Le relèvement de l’âge d’obtention de permis pour conduire des véhicules de transport interurbain de personnes et de marchandises, le plombage des compteurs de vitesse des véhicules de transport et l’interdiction de circuler à certaines heures de la nuit sont des mesures, qui en plus d’être discriminatoires, semblent infantiliser les acteurs du secteur transport par rapport aux autres citoyens.
D’autres mesures annoncées en grande pompe sont plutôt révélatrices des carences et manquements du gouvernement actuel et de ceux qui l’ont précédé, incapables de simplement faire respecter la loi. De fait, le contrôle du respect des codes de la route et du travail semble être, pour nos autorités, une tâche insurmontable essentiellement à cause du clientélisme politicien et de la corruption routière.

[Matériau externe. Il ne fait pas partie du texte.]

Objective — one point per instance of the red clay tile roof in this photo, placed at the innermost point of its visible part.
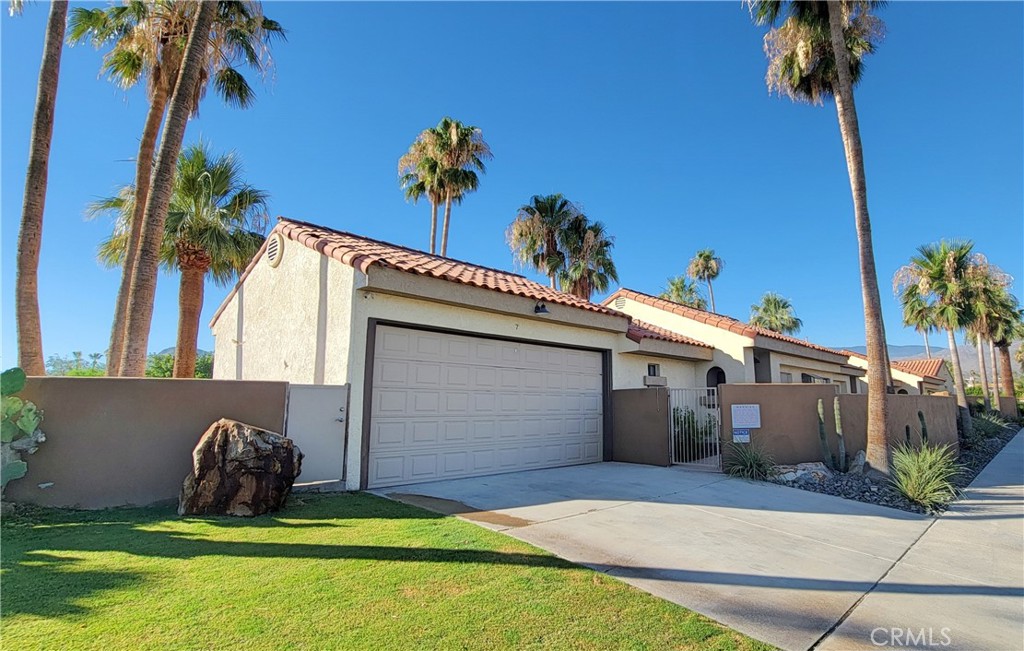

Mal-gouvernance et autoritarisme
On ne peut s’empêcher de sourire, quand on voit que la première mesure pour résoudre la problématique de la sécurité routière consiste à mettre en place une structure autonome multisectorielle, dirigée par un officier supérieur, chargée de l’application rigoureuse des dispositions du code de la route.
Il est vrai que depuis 2012, la Justice et les forces de sécurité sont instrumentalisées dans tous les domaines de la gouvernance despotique en cours, là où des initiatives de concertations auraient été mieux indiquées.

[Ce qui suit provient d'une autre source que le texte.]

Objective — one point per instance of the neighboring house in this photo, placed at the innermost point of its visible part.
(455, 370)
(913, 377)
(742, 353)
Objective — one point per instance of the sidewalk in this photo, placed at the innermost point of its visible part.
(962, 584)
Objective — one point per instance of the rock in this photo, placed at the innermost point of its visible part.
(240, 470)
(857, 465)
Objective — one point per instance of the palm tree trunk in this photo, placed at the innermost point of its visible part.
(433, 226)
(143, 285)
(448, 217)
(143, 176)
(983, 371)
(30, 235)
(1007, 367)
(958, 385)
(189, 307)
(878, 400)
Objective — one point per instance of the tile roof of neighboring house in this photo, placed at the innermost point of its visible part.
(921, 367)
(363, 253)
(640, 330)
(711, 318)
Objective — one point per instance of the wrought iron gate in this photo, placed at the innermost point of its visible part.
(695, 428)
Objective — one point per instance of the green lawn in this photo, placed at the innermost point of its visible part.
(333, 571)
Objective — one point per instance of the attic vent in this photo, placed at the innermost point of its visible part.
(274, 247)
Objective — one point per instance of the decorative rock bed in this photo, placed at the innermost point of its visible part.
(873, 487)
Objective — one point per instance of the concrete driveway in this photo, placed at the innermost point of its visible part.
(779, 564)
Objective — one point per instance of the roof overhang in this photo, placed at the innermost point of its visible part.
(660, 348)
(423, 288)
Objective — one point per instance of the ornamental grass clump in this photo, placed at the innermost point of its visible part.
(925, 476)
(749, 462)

Pour autant, les autorités politiques de notre pays, pourtant responsables de la conception et de la mise en œuvre des politiques publiques, continuent à promouvoir un traitement médiatique déséquilibré de ces douloureux événements phare de l’actualité nationale, en se défaussant sur des lampistes.
Mais le congédiement du ministre en charge de la Santé, après l’épouvantable drame dans l’EPS Abdoul Aziz Sy de Tivaouane avait ouvert les yeux au peuple sénégalais. Il était d’autant plus justifié, comme le sont les appels au limogeage de l’actuel ministre des Transports, que la plupart des catastrophes qui rythment la vie publique découlent de l’imprévoyance et de l’absence de discernement de nos autorités gouvernementales ou alors carrément d’une malhonnêteté notoire, dont on a pu avoir un aperçu, à travers le récent rapport de la Cour des comptes sur la gestion des fonds Covid-19, pour ne citer que l’exemple le plus récent.

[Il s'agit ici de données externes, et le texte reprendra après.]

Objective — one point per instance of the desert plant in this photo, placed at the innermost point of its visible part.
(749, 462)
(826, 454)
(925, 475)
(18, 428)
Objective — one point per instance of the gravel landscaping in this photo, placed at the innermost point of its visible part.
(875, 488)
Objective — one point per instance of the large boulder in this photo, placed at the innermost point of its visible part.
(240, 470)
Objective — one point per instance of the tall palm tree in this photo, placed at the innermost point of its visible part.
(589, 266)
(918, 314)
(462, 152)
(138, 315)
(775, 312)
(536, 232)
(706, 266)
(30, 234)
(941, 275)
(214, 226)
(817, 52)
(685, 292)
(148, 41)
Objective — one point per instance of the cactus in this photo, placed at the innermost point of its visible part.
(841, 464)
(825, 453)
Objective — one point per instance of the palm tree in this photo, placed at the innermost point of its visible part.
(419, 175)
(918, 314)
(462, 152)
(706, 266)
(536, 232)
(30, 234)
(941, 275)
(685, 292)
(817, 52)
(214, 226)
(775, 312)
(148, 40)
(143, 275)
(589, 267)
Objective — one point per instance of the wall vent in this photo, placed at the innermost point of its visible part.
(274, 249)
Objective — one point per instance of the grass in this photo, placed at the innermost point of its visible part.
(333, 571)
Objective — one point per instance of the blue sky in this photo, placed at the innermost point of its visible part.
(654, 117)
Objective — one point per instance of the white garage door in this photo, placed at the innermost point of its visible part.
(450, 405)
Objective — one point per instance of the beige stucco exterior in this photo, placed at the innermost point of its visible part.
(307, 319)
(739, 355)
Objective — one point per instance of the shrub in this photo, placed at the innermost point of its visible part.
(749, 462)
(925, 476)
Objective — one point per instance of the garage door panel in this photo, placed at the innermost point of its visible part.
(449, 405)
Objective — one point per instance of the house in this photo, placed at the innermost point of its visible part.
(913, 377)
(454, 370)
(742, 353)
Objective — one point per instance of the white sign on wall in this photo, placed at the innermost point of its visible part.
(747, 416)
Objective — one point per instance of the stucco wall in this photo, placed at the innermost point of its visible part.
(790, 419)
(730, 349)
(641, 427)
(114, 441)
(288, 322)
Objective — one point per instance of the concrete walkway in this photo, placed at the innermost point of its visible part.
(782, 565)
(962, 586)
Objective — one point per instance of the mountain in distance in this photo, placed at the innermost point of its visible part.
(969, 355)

Il faut dire que, dans notre pays, les hommes politiques privilégiés bénéficiant de décrets présidentiels de nomination en Conseil des ministres, sont évalués, non pas sur la base des politiques publiques qu’ils mettent en œuvre, mais sur leurs performances politiciennes. Pas étonnant dès lors que le silence sur leurs activités en marge de la légalité leur soit garanti, grâce à une puissante cuirasse d’impunité contrastant avec l’extrême vulnérabilité des activistes et hommes politiques de l’Opposition. C’est pour toutes ces raisons que nos décideurs doivent rompre avec leur style de management directif et autoritaire et mener des concertations fructueuses avec les partenaires sociaux.
C’est, en effet, la seule voie pour une mise en œuvre optimale des politiques publiques, en particulier celles ayant trait au transport routier, devant se traduire par une diminution graduelle des accidents meurtriers sur nos routes et une paix sociale durable au niveau de ce secteur névralgique.